|Matthew Henry's Concise Commentary|
3:1-11 Even the appearance of self-praise and courting human applause, is painful to the humble and spiritual mind. Nothing is more delightful to faithful ministers, or more to their praise, than the success of their ministry, as shown in the spirits and lives of those among whom they labour. The law of Christ was written in their hearts, and the love of Christ shed abroad there. Nor was it written in tables of stone, as the law of God given to Moses, but on the fleshy (not fleshly, as fleshliness denotes sensuality) tables of the heart, Eze 36:26. Their hearts were humbled and softened to receive this impression, by the new-creating power of the Holy Spirit. He ascribes all the glory to God. And remember, as our whole dependence is upon the Lord, so the whole glory belongs to him alone. The letter killeth: the letter of the law is the ministration of death; and if we rest only in the letter of the gospel, we shall not be the better for so doing: but the Holy Spirit gives life spiritual, and life eternal. The Old Testament dispensation was the ministration of death, but the New Testament of life. The law made known sin, and the wrath and curse of God; it showed us a God above us, and a God against us; but the gospel makes known grace, and Emmanuel, God with us. Therein the righteousness of God by faith is revealed; and this shows us that the just shall live by his faith; this makes known the grace and mercy of God through Jesus Christ, for obtaining the forgiveness of sins and eternal life. The gospel so much exceeds the law in glory, that it eclipses the glory of the legal dispensation. But even the New Testament will be a killing letter, if shown as a mere system or form, and without dependence on God the Holy Spirit, to give it a quickening power.
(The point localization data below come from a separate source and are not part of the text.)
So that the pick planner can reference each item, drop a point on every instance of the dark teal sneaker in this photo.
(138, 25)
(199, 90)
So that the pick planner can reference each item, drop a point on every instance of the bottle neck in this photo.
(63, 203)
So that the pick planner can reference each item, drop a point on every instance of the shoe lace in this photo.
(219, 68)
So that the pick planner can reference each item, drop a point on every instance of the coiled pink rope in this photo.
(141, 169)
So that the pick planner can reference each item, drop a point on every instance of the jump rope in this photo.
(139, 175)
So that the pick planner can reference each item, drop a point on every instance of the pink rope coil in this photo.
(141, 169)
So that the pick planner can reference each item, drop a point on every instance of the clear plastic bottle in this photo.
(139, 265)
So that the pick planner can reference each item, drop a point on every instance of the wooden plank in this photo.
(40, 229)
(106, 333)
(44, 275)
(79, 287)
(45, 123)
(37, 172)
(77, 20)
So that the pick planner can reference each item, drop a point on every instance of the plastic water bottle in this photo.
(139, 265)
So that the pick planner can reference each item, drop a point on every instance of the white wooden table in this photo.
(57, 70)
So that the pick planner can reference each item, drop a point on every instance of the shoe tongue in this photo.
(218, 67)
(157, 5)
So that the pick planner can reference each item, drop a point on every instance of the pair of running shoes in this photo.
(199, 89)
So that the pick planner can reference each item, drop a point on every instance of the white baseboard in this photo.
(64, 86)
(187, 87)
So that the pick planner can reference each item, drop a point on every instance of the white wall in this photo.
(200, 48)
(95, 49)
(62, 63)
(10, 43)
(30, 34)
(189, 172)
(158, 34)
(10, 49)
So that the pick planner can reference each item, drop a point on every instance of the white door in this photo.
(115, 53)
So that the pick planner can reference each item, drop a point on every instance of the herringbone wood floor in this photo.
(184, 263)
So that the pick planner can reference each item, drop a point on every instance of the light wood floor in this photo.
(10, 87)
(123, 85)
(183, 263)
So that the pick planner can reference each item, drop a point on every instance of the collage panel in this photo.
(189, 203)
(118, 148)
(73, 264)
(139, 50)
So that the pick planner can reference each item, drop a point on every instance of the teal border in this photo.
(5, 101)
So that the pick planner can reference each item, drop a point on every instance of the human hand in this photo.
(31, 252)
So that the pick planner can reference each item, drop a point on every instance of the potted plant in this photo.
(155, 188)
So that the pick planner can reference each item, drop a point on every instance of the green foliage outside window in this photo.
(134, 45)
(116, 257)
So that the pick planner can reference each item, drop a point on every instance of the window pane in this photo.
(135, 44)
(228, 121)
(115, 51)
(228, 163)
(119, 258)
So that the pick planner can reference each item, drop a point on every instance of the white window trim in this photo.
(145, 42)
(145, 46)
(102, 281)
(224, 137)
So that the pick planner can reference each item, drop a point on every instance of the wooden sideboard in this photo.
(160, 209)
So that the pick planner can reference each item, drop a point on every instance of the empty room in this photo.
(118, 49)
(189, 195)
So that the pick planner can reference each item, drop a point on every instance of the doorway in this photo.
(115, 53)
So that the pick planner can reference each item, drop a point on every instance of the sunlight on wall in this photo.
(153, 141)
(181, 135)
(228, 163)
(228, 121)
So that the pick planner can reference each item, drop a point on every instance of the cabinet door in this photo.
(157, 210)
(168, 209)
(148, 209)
Verse 8. - The ministration of the spirit. That is, "the apostolate and service of the gospel." Be rather glorious. A contrast may be intended between the ministration of the letter, which "became glorious," which had, as it were, a glory lent to it (ἐγενήθη ἐν δόξῃ), and that of the spirit, which is, of its own nature, in glory.
Gill's Exposition of the Entire Bible
How shall not the ministration of the Spirit,.... By "the ministration of the Spirit", is meant the Gospel; so called not only because it ministers spiritual things, as peace, pardon, righteousness and salvation, spiritual joy and comfort, and even spiritual life; but because it ministers the Spirit of God himself, by whom it is not only dictated, and by him at first confirmed, and who qualities persons for the preaching of it; but by it he conveys himself into the hearts of men, and makes it powerful for illumination, consolation, edification, and an increase of every grace; and therefore must be rather glorious, or much more glorious than the law, the ministration of death.
Jamieson-Fausset-Brown Bible Commentary
8. be rather glorious—literally, "be rather (that is, still more, invested) in glory." "Shall be," that is, shall be found to be in part now, but fully when the glory of Christ and His saints shall be revealed.